In [9]:
import gc
import os
import json
import time
from tqdm.notebook import tqdm
import torch
from torch.utils.data import DataLoader
from sklearn.metrics import f1_score
import numpy as np
import matplotlib.pyplot as plt
from transformers import AutoTokenizer, AutoModelForCausalLM, AutoConfig
from transformers import Trainer, TrainingArguments,TrainerCallback, EarlyStoppingCallback
from transformers import DataCollatorWithPadding
from datasets import load_dataset, DatasetDict

In [10]:
SEED = 42
DEVICE = 'cuda' if torch.cuda.is_available() else 'cpu'
MODEL_NAME = "microsoft/Phi-3-mini-4k-instruct"
DATASET_NAME = "stanfordnlp/imdb"
np.random.seed(SEED)
torch.manual_seed(SEED) # if using CPU
torch.cuda.manual_seed(SEED) # if using single-GPU
torch.cuda.manual_seed_all(SEED) # if using multi-GPU
torch.backends.cudnn.deterministic = True # deterministic mode
torch.backends.cudnn.benchmark = False # disable auto-tuner to find the best algorithm to use for your hardware
torch.backends.cuda.matmul.allow_tf32 = True # allow TensorFloat-32 on matmul operations
torch.backends.cudnn.allow_tf32  = True # allow TensorFloat-32 on convolution operations
# torch.autograd.set_detect_anomaly(True) # keep this commented out for speed unless debugging NaN
print("Using device: ", DEVICE)

Using device:  cuda


# Dataset loading

In [11]:
dataset = load_dataset(DATASET_NAME)
print(dataset)

DatasetDict({
    train: Dataset({
        features: ['text', 'label'],
        num_rows: 25000
    })
    test: Dataset({
        features: ['text', 'label'],
        num_rows: 25000
    })
    unsupervised: Dataset({
        features: ['text', 'label'],
        num_rows: 50000
    })
})


In [12]:
def truncate_few_shot(example):
    # Few-shot prompt design: providing examples to the LLM
    # Take the first 128 words of the review for better context
    review_segment = " ".join(example['text'].split()[:128])
    prompt = (
        "You are a sentiment classifier. Determine if the following movie reviews are POSITIVE or NEGATIVE.\n\n"
        "Review: The movie was terrible, boring and too long.\n"
        "Sentiment: NEGATIVE\n\n"
        "Review: Absolutely fantastic! I loved every minute of it.\n"
        "Sentiment: POSITIVE\n\n"
        f"Review: {review_segment}\n"
        "Sentiment:"
    )
    return {'text': prompt, 'label': example['label']}

small_test_dataset = dataset['test'].shuffle(seed=SEED).select(range(250))
print(small_test_dataset)

small_few_shot = small_test_dataset.map(truncate_few_shot)
print(small_few_shot)
print(small_few_shot[:2])
print(f"Test size: {len(small_few_shot)}")

Dataset({
    features: ['text', 'label'],
    num_rows: 250
})
Dataset({
    features: ['text', 'label'],
    num_rows: 250
})
{'text': ["You are a sentiment classifier.

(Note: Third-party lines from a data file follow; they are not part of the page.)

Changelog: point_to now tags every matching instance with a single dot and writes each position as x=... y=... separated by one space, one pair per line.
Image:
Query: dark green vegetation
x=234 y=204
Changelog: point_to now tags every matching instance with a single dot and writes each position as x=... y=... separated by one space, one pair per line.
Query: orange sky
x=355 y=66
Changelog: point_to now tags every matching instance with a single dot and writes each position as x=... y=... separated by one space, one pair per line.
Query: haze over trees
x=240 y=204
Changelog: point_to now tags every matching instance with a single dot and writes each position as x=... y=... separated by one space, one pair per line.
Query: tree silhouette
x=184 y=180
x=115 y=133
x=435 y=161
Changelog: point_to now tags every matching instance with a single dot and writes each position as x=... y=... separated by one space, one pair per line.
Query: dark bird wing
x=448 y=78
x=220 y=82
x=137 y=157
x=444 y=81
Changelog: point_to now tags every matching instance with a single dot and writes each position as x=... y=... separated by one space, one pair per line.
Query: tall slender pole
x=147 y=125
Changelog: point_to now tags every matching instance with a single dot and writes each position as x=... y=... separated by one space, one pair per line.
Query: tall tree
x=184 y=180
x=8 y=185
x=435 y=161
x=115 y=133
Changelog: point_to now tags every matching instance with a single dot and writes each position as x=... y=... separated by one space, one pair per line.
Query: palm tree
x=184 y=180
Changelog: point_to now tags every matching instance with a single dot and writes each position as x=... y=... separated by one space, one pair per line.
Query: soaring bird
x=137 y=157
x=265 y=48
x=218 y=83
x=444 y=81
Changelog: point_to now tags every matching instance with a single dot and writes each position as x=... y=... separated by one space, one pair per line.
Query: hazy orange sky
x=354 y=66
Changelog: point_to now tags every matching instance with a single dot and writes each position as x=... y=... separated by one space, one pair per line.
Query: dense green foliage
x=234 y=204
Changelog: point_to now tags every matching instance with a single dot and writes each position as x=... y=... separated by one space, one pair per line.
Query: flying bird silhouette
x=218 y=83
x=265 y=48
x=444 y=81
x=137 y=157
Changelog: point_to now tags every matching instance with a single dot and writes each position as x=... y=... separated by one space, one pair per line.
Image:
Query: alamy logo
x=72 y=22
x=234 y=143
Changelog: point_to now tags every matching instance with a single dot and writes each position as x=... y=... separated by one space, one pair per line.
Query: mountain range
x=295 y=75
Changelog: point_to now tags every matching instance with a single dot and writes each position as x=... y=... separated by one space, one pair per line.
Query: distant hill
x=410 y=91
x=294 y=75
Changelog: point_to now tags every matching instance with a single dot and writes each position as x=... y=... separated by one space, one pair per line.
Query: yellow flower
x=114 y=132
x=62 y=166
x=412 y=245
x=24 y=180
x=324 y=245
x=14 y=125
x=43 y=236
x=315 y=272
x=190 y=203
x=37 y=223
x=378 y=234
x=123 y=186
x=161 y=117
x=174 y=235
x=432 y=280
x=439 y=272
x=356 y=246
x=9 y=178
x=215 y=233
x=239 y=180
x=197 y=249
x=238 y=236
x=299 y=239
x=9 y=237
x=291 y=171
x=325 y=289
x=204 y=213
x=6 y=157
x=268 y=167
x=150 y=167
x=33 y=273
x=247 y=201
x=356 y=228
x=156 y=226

Determine if the following movie reviews are POSITIVE or NEGATIVE.\n\nReview: The movie was terrible, boring and too long.\nSentiment: NEGATIVE\n\nReview: Absolutely fantastic! I loved every minute of it.\nSentiment: POSITIVE\n\nReview: <br /><br />When I unsuspectedly rented A Thousand Acres, I thought I was in for an entertaining King Lear story and of course Michelle Pfeiffer was in it, so what could go wrong?<br /><br />Very quickly, however, I realized that this story was about A Thousand Other Things besides just Acres. I started crying and couldn't stop until long after the movie ended. Thank you Jane, Laura and Jocelyn, for bringing us such a wonderfully subtle and compassionate movie! Thank you cast, for being involved and portraying the characters with such depth and gentleness!<br /><br />I recognized the A

In [13]:
def truncate_zero_shot(example):
    # Zero-shot prompt design: No examples, just instruction
    review_segment = " ".join(example['text'].split()[:128])
    prompt = (
        "You are a sentiment classifier. Determine if the following movie reviews are POSITIVE or NEGATIVE.\n\n"
        f"Review: {review_segment}\n"
        "Sentiment:"
    )
    return {'text': prompt, 'label': example['label']}

small_zero_shot = small_test_dataset.map(truncate_zero_shot)
print(small_zero_shot)
print(small_zero_shot[:2])
print(f"Test size: {len(small_zero_shot)}")

Dataset({
    features: ['text', 'label'],
    num_rows: 250
})
{'text': ["You are a sentiment classifier. Determine if the following movie reviews are POSITIVE or NEGATIVE.\n\nReview: <br /><br />When I unsuspectedly rented A Thousand Acres, I thought I was in for an entertaining King Lear story and of course Michelle Pfeiffer was in it, so what could go wrong?<br /><br />Very quickly, however, I realized that this story was about A Thousand Other Things besides just Acres. I started crying and couldn't stop until long after the movie ended. Thank you Jane, Laura and Jocelyn, for bringing us such a wonderfully subtle and compassionate movie! Thank you cast, for being involved and portraying the characters with such depth and gentleness!<br /><br />I recognized the Angry sister; the Runaway sister and the sister in Denial. I recognized the Abusive Husband and why he was there and then the Father, oh oh the Father... all superbly\nSentiment:", "You are a sentiment classifier. Determine 

# Tokenizer

In [14]:
tokenizer = AutoTokenizer.from_pretrained(MODEL_NAME, trust_remote_code=True)
# Set padding token if not set
if tokenizer.pad_token is None:
    tokenizer.pad_token = tokenizer.eos_token
tokenizer.padding_side = "left" # LLMs usually need left padding for generation
print(tokenizer)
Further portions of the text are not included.